As for the Locations to Love that made the lower for 2025, the listing contains New Orleans, Berlin, Leipzig, Traverse Metropolis, Michigan, and Route 66, amongst others (you possibly can try the complete listing of episodes). Brown factors out that, though New Orleans is a significant vacationer vacation spot, her present desires to direct guests to a unique space. She explored neighborhoods outdoors the French Quarter and located a resurrected jazz membership the place Little Richard obtained his begin and Tina Turner was a performer.
That is additionally why the present selected the lesser-known Leipzig, Germany, along with Berlin. She stated a part of their technique is to reply the over-tourism problem, but in addition to point out folks one thing they could have missed in any other case.

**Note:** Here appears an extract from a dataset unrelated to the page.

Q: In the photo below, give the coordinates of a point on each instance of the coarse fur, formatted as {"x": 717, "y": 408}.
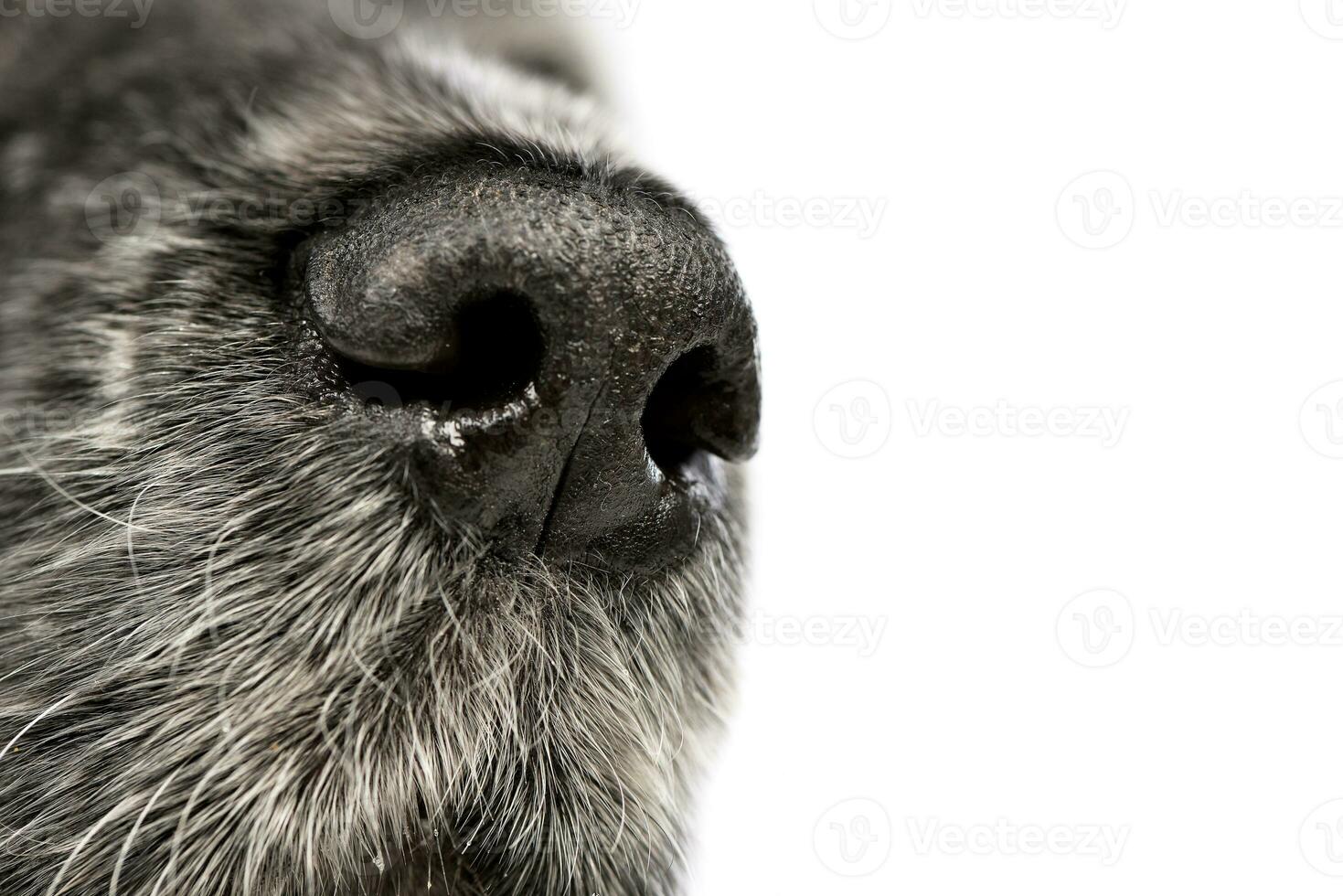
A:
{"x": 237, "y": 656}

In her travels in Leipzig, she and the present’s crew found it was the residents of this smaller metropolis who performed a pivotal function in bringing down the Berlin Wall.
Brown loves discovering hidden gems overseas, however she additionally immensely enjoys highlighting nice home journeys. She cherished doing everything of Route 66 for season 8, for instance. Her group has now carried out episodes on the long-lasting highway, beginning in Illinois by way of Oklahoma, Kansas, and Texas. Then, in 2026, to rejoice the one hundredth anniversary of Route 66, they’ll conclude with New Mexico, Arizona, and California. “Street journeys like this enable us to get into these mid-states that journey should showcase extra. We’re a really coast-driven nation. The Midwest will get forgotten.”
In her lengthy profession, she miraculously hasn’t had too many journey mishaps — apart from touchdown in Switzerland together with her total crew of eight folks solely to have their 22 circumstances of bags and gear delayed by unhealthy climate. With that scenario, she discovered the important lesson of all the time having a toothbrush and clear underwear with you even if you’re checking baggage.
Along with the toothbrush hack and utilizing her HSN baggage line she debuted in 2011, her largest piece of journey recommendation is refreshingly easy: Get your self acquainted with the gate you arrive at, particularly when touring internationally. Chances are high, you may be across the similar space while you depart. And in terms of the age-old query of when to reach on the airport, Brown stated, “There is no such factor as attending to the airport too early.” There you’ve gotten it.
As she displays on her 25-year profession, her mission with Samantha Brown’s Locations to Love and her protection of journey on the whole is evident: Present a singular view. “A metropolis or a spot isn’t only one factor. We problem ourselves to point out a larger racial variety and financial make-up, and we need to be sure this story will get advised by the precise folks,” she stated. And regardless that she has seen plenty of the world, Brown stated there are nonetheless components of Africa in addition to magical-sounding locations like Darjeeling, India that stay on her journey want listing, so fortunately we will count on to proceed seeing much more of her.